La sala está silenciosa. Solo el crujir del hielo bajo las botas marca el ritmo. El agua ha sido servida, humeante, en tazas de porcelana blanca. Estás sentada frente a ellos: los mellizos del Norte. Perfectos, impenetrables, gélidos.
Eska sostiene la taza sin beber. Desna apoya los dedos sobre el borde. Ninguno te mira directamente. Te observan como si fueras un animal raro que han decidido adoptar. O devorar.
—Estuvimos hablando —dice Eska primero. Su voz es firme, sin emoción—. Y hemos llegado a una conclusión.
Desna no la interrumpe. Su espalda recta, la mandíbula apretada. Solo alza los ojos para clavarlos en ti.
—Tú —continúa ella— has alterado el equilibrio.
—Y al mismo tiempo —agrega él—, te has convertido en parte de él.
El silencio cae como una sentencia. No sabes si responder, si huir, si reír. Pero Eska se inclina hacia ti, como una diosa ofreciendo una única opción.

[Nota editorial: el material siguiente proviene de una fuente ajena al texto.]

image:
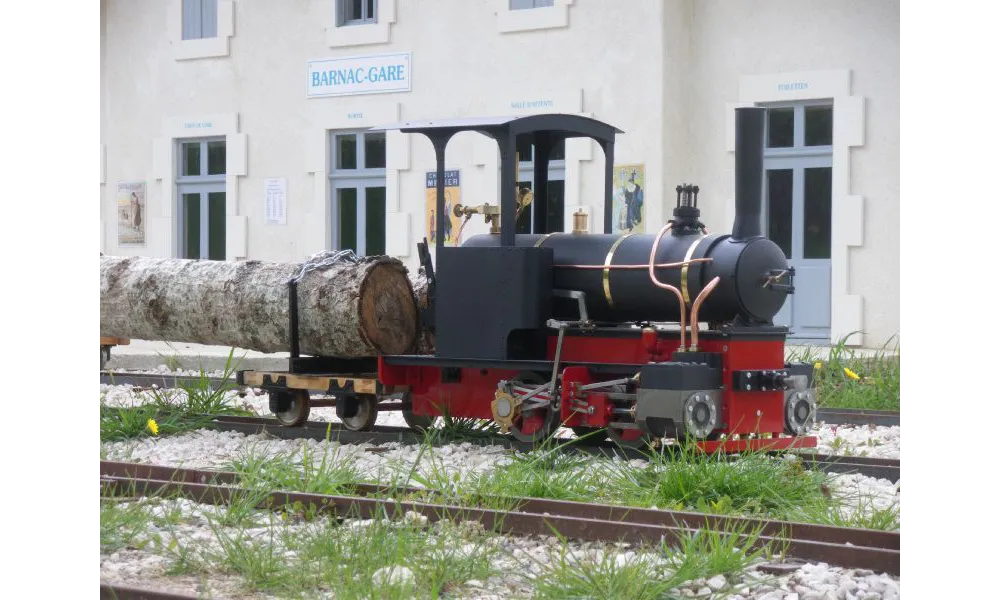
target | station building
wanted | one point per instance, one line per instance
(240, 129)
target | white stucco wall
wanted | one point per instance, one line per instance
(734, 41)
(101, 102)
(262, 81)
(667, 73)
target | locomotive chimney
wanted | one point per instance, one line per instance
(749, 171)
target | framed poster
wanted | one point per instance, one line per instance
(275, 201)
(131, 213)
(452, 196)
(629, 210)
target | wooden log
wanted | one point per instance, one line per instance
(346, 310)
(425, 337)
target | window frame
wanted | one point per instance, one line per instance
(342, 8)
(798, 147)
(202, 184)
(534, 4)
(203, 6)
(359, 179)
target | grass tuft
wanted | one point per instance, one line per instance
(191, 407)
(875, 387)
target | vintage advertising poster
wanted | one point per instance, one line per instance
(452, 196)
(275, 207)
(629, 212)
(131, 213)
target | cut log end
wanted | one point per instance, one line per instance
(388, 311)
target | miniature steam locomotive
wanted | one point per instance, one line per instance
(596, 332)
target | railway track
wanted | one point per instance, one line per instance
(889, 469)
(846, 547)
(832, 416)
(118, 591)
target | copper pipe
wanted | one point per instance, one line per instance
(634, 267)
(660, 284)
(694, 311)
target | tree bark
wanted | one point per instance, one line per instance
(346, 310)
(425, 338)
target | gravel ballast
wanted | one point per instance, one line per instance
(517, 562)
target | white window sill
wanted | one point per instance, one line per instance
(362, 34)
(532, 19)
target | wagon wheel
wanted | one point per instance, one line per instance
(537, 424)
(364, 418)
(291, 407)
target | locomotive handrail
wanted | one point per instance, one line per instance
(660, 284)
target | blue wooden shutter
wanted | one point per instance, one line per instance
(191, 20)
(209, 18)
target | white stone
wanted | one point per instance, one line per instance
(393, 575)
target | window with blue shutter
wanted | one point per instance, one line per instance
(356, 12)
(199, 19)
(523, 4)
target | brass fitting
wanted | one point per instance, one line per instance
(505, 409)
(580, 222)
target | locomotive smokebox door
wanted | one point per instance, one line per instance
(492, 303)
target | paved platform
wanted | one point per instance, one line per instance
(146, 355)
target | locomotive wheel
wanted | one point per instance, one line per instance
(539, 423)
(364, 419)
(295, 407)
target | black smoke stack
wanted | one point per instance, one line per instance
(749, 171)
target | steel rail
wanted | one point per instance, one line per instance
(875, 550)
(119, 591)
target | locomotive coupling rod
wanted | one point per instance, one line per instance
(600, 384)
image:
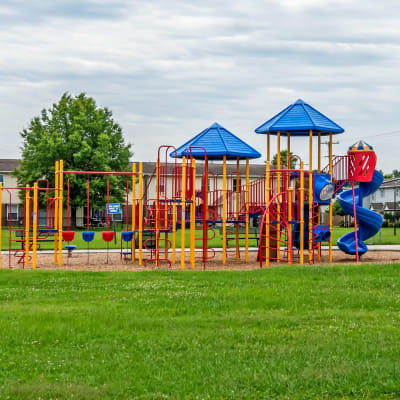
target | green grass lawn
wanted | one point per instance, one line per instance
(286, 332)
(98, 243)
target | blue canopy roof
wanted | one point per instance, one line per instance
(298, 119)
(217, 142)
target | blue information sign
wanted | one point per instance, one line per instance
(114, 208)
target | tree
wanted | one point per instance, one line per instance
(283, 153)
(86, 138)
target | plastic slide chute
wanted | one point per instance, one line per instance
(369, 222)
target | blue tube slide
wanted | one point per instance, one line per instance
(369, 222)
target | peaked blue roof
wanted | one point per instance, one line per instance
(298, 119)
(217, 142)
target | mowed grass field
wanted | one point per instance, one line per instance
(216, 242)
(286, 333)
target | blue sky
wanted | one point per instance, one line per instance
(169, 69)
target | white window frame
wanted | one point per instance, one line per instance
(8, 212)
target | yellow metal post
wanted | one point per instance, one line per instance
(60, 211)
(27, 212)
(237, 207)
(224, 211)
(133, 248)
(278, 207)
(140, 213)
(290, 237)
(1, 217)
(330, 204)
(183, 218)
(267, 221)
(35, 221)
(193, 217)
(57, 195)
(310, 201)
(301, 219)
(246, 256)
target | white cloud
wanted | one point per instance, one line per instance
(170, 69)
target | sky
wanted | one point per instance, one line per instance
(169, 69)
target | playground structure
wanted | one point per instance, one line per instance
(287, 200)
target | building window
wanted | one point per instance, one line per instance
(12, 214)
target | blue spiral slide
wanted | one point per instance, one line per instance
(369, 222)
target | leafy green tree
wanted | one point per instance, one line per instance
(283, 161)
(86, 138)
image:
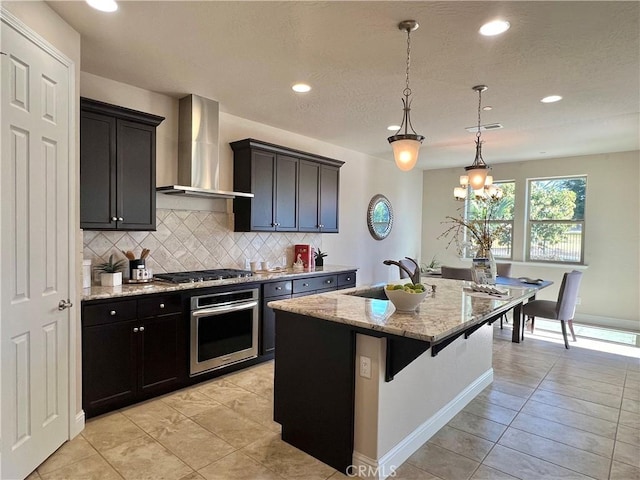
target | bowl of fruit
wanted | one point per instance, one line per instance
(405, 297)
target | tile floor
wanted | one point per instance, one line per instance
(550, 413)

—Lo que sentimos no es común. No es blando. No es cálido. —Es nuestro —agrega Desna—. Pero tú también lo eres. —Y como todo lo nuestro, no puede dividirse.
Te miran. No como dos personas deseándote. Como dos entidades que han decidido poseerte al unísono.
—No serás nuestra mitad —dice Eska—. Serás nuestro centro. —Lo que compartimos contigo no es libertad. Es pertenencia —agrega Desna, suave, pero helado—. No tendrás a uno sin el otro.
El mensaje es claro: no hay opción individual. No hay Desna o Eska. Solo hay “ellos” y tú, o nada.
—Si aceptas esto —dice Eska— no podrás mirar a nadie más. —Ni soñar con salir del círculo —agrega Desna—. No somos aire. Somos hielo. Cerrado. Para siempre.
Permanecen ahí, quietos, esperando. No con ansiedad. Con certeza.
Porque para ellos, esto no es una petición. Es un decreto. Una fusión inevitable.
Y tú solo puedes decidir si vas a entrar al hielo… o a romperlo.